Wat was voor u de reden om al die vrijdagmiddagen op te offeren aan dit plan?
Van Ittersum: ‘Afgelopen najaar ging het alleen maar over ammoniak, vooral in negatieve zin. Het ontbrak aan perspectief. Dus belde ik Wim en zei: kunnen we niet eens wat integraler naar de problematiek kijken?’
Als het woord integraal valt, lichten de ogen van beide hoogleraren op. Want de Nederlandse landbouw heeft niet alleen een stikstof- en ammoniakprobleem, maar ook een broeikasgas- en een waterkwaliteitsprobleem.
De Vries: ‘Ik zeg altijd: als je lange tijd te veel eet, krijg je last van je maag, van je nieren, van je darmen. Bij landbouw komt ammoniak vrij, dat is een natuurprobleem. Er komt lachgas vrij, dat is een broeikasgasprobleem. Er komt nitraat vrij, dat is een waterkwaliteitsprobleem.
‘In de perceptie ging het alleen om de maag – ammoniak en stikstof. Het Rijk en de provincies hebben na veertig jaar eindelijk het besef dat het probleem integraal moet worden aangepakt. Dat komt niet over bij de Nederlander, omdat er slecht over wordt gecommuniceerd. Het stikstofkaartje (een gedetailleerd kaartje van het ministerie waarop te zien was hoeveel stikstofreductie per regio moest worden gerealiseerd, red.) was heel dom.’
Haagse pogingen om met een ander plan te komen strandden: het Landbouwakkoord kwam er niet en het alternatieve plan dat minister Adema zou opstellen werd ingehaald door de kabinetsval.
Tijd dus voor een voorzet, vond ook De Vries. Hij vormt één helft van het meest invloedrijke stikstofhooglerarenduo van Nederland. Samen met de andere helft, Jan-Willem Erisman, werd hij door minister Van der Wal – die van het kaartje, waarvoor ze excuses aanbood – gevraagd te onderzoeken of de kritische depositiewaarde (kdw) uit de wet kan.
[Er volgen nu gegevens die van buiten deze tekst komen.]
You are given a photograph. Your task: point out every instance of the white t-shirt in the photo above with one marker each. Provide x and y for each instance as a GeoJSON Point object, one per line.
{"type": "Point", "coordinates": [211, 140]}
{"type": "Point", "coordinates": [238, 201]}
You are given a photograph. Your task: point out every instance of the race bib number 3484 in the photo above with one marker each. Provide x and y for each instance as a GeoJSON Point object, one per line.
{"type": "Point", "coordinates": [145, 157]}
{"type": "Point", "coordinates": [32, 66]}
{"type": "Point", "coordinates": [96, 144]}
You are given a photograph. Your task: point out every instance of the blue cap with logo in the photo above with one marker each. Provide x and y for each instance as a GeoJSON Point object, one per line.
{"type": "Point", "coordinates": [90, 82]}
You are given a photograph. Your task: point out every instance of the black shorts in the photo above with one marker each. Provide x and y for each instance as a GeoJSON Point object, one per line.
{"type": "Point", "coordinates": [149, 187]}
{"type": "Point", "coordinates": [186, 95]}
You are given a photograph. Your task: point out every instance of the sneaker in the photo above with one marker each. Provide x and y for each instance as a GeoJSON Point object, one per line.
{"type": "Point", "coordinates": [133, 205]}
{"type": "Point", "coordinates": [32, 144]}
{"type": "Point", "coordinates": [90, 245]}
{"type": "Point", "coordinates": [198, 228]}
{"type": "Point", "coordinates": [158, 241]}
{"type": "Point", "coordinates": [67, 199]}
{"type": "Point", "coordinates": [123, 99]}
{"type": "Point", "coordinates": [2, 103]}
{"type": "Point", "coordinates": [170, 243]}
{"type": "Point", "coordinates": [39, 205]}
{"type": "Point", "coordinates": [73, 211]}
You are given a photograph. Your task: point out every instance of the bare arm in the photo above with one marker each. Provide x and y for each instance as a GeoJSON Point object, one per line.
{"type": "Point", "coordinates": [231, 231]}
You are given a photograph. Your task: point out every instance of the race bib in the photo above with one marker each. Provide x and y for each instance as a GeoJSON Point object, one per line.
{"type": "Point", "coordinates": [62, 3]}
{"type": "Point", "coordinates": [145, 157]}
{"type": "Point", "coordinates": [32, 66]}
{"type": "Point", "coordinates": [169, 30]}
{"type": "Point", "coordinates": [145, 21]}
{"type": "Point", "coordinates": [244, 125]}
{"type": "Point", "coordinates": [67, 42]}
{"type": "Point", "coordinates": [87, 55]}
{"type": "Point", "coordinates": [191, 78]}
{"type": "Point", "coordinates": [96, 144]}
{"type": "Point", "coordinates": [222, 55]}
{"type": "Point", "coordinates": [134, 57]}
De kdw laat zien hoeveel stikstof een natuurgebied aankan voordat er schade ontstaat en wordt gebruikt in de vergunningverlening. Het is een steen des aanstoots voor veel boeren, omdat de kdw alleen iets zegt over stikstof en niet over de staat van het natuurgebied in bredere zin.
Het kraakheldere antwoord van De Vries en Erisman: nee, de kdw kan niet uit de wet, want een alternatief ontbreekt. Terwijl De Vries er onderzoek naar deed, schreef hij samen met zijn drie collega’s een alternatief voorstel, waarmee de landbouw zowel de stikstof- als de broeikasgasdoelen haalt.
Het is een plan, in zijn woorden, zonder ‘juridische neuzelarij’, zonder noodzaak om te duiken in ‘het detail van het detail’. Een systeem, bovendien, dat de boer de duidelijkheid geeft waar hij om smacht, en dat ‘waterdicht’ is.
Hoe denken jullie voor elkaar te krijgen wat nog niemand is gelukt?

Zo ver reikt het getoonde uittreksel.